Hep ölçülü olmayı tercih etti.

 İçinde yaşadığı bölgenin o amansız acımasız şartlarında dahi  anlayana doğruları anlattı, anlamayana doğrunun nasıl yaşandığını ilkelerinden asla taviz vermeden gösteren bir dava ve devlet adamıydı.

Devletin kendisine verdiği imkanları ,insanlar üzerinde nüfuz kuranların aksine O bunların hiçbirini kullanmaya dahi tenezzül etmedi. O daha derin bir dünyanın daha ulvi bir ahvalin misyonunu üstlendi daima ve bu hal üzerine yaşadı.  Hep veren el olmayı seçti. Bu yüzden onu tanıyanların  gönlünde büyük bir saygı, muazzam bir tesir bıraktı.

Dünyalık bütün işleri elinin tersiyle itti.
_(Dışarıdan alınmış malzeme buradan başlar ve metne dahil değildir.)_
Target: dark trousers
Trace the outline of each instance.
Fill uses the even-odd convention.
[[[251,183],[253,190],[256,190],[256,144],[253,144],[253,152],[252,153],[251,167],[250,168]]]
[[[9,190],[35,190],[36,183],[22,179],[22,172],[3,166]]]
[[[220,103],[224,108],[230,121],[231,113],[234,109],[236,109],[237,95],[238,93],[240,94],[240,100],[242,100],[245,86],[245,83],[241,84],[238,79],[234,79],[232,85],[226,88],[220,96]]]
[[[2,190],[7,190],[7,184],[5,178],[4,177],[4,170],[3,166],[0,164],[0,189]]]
Belki de bu yüzden bu kadar çok sevildi rakip, muhalif, tanıyan tanımayan herkes tarafından. Çünkü Cenap GÜLPINAR demek güven demekti.

Yapmış olduğu görevler bakımından da siyaseti çok büyük bir eşiğe taşıdı. Kendisinden sonra geleceklere de yine bizzat kendisi tarihi bir rol biçmiş olacaktı. Çünkü siyasetin içinde Cenap GÜLPINAR gibiler var dedirtmek gerçekten büyük bir maharetti... Günlük işlerin, küçük hesapların içine girmedi hiçbir zaman. Daha geniş bir perspektif daha açık bir ufukla baktı çevresinde olup biten bütün işlere. Bir sonraki günün değil sonraki nesillerin öncüsüydü çünkü. Tam da bu yüzden olacak ki öldüğünde 3 kuşak vardı cenazesinde aynı yürek acısıyla hep bir ağızdan Tekbir: Allah-û Ekber diyerek...

7’den 77’ye herkes için büyük bir miras bırakarak ayrıldı bu fani dünyadan. “Benim kimsem Allah yolunda olan herkestir. Allah yolunda olan da senden haksızlık istemez” dediği herkes gerçekten o gün oradaydı.

Ve kimsesizlerin kimsesi Cenap Baba diyerek onu son yolculuğuna uğurluyorlardı...

Ölümünden sonra çok şey yazıldı söylendi. Hep güzel anıldı güzel söylendi, güzel hatırlandı

Bıraktığı boşlukla ne kadar ender bir şahsiyet, nasıl muntazam bir denge, ne denli güçlü bir otorite olduğunu yine kanıtlamış oldu...

Bundan sonra da söylenecek ve söylenmesi gereken pek çok kıymetli söz ve hatıra var ama gerisi bu sayfalara sığmaz. Onun istediği gibi rızasını Rabbimizden niyaz ederek onu bu vesileyle bir kez daha anmış olalım... Ramazan ayının bu  gününde onu rahmetle ve minnetle yad ederek ruhuna fatihalar okuyalım.

Bizlere bıraktığın kalıcı güzel iz’ler için ve şahitlik etme fırsatı için şükranlarımızı sunalım...

Birçokların deyimiyle Cenap BABA'YI iyiki tanıdık. Mekanın Cenneti âlâ olsun.